Il y a 60 ans, "Bonjour tristesse" engendrait le "petit monstre" Françoise Sagan

Par @Culturebox
Mis à jour le 24/09/2014 à 19H10, publié le 24/09/2014 à 16H34
Françoise Sagan en 1987

Françoise Sagan en 1987

© MYCHELE DANIAU / AFP

Avec "Bonjour tristesse" (Ed. Juilliard), publié il y a tout juste 60 ans en 1954, le roman d'une inconnue fit scandale et devint un best seller mondial : "La gloire, je l'ai rencontrée à 18 ans en 188 pages, c'était comme un coup de grisou", dira Françoise Sagan, surnommé alors le "charmant petit monstre" par François Mauriac.

Pour célébrer la postérité de ce premier roman de Françoise Sagan, disparue il y a dix ans, les Editions Julliard publient lundi une version identique à l'édition originale, sobre couverture blanche et liseré vert.
"Bonjour tristesse" deFrançoise Sagan : couverture originale

"Bonjour tristesse" deFrançoise Sagan : couverture originale

© Juilliard

En 1954, Françoise Sagan est une jeune fille comme les autres, ou presque. Issue des quartiers chics, la mèche blonde tombant sur les yeux, Françoise sort, s'amuse, dîne chez Lipp avec son amie Florence Malraux. Mais elle écrit aussi.
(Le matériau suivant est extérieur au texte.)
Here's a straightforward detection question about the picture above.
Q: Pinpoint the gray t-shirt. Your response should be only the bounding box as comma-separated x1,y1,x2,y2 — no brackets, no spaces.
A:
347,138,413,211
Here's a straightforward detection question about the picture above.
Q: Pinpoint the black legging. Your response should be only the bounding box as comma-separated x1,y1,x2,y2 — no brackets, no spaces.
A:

Le 15 mars 1954, l'éditeur René Julliard publie le livre de cette toute jeune femme à l'étonnante précocité, Françoise Quoirez, dite Sagan. Et tout bascule. Françoise devient riche et célèbre, noctambule et légendaire, culte et pourchassée. Surnommée le "charmant petit monstre" par François Mauriac, elle devient le symbole d'une génération désinvolte et bourgeoise.

"Sur ce sentiment inconnu dont l'ennui, la douceur m'obsèdent, j'hésite à apposer le nom, le beau nom grave de tristesse". Ainsi commence "Bonjour tristesse". Des pièces de théâtre, de nombreux romans ont suivi. Françoise Sagan écrit elle-même en 1998 sa rubrique nécrologique dans Le Dictionnaire des auteurs, publié sous la direction de Jérôme Garcin: "Fit son apparition en 1954 avec un mince roman, 'Bonjour tristesse', qui fit un scandale mondial. Sa disparition, après une vie et une oeuvre également agréables et bâclées, ne fut un scandale que pour elle-même".
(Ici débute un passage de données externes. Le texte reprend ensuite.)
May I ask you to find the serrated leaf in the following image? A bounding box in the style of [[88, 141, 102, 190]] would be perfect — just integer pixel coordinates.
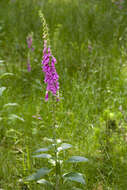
[[57, 143, 72, 152], [0, 60, 4, 63], [33, 154, 52, 159], [9, 114, 24, 122], [67, 156, 88, 163], [4, 103, 19, 108], [26, 168, 51, 181], [37, 179, 52, 186], [72, 187, 82, 190], [63, 172, 85, 184], [0, 73, 14, 79], [43, 137, 54, 142], [0, 86, 6, 96], [34, 147, 50, 153]]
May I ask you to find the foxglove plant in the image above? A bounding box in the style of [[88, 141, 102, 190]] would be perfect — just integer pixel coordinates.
[[27, 13, 88, 190], [26, 33, 34, 72]]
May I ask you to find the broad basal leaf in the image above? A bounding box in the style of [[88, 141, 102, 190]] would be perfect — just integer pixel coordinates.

Interview de Françoise Sagan par Pierre Desgraupes (1959) pour "Cinq colonnes à la une".

Elle écrira par ailleurs de nombreux articles pour la presse, réalisera une pléthore d'entetiens et sera présidente du jury au Festival de Cannes en 1979 où la Palme revint ex-æquo à "Apocalypse Now" de Francis Ford Coppola et au "Tambour" de Volker Schlöndorff, au terme d'une lutte acharnée entre l'écrivaine et ses jurés , voulant absolument voir récompensé l'adaptation du roman Günter Grass.

Joueuse invétérée, une nuit, elle gagne une somme faramineuse au casino qui lui permet d'acquérir une maison en Normandie qu'elle ne quittera jamais. Même si elle disposait par ailleurs d'un appartement à Paris..

Françoise Sagan en 1954, quand elle publiait "Bonjour tristesse"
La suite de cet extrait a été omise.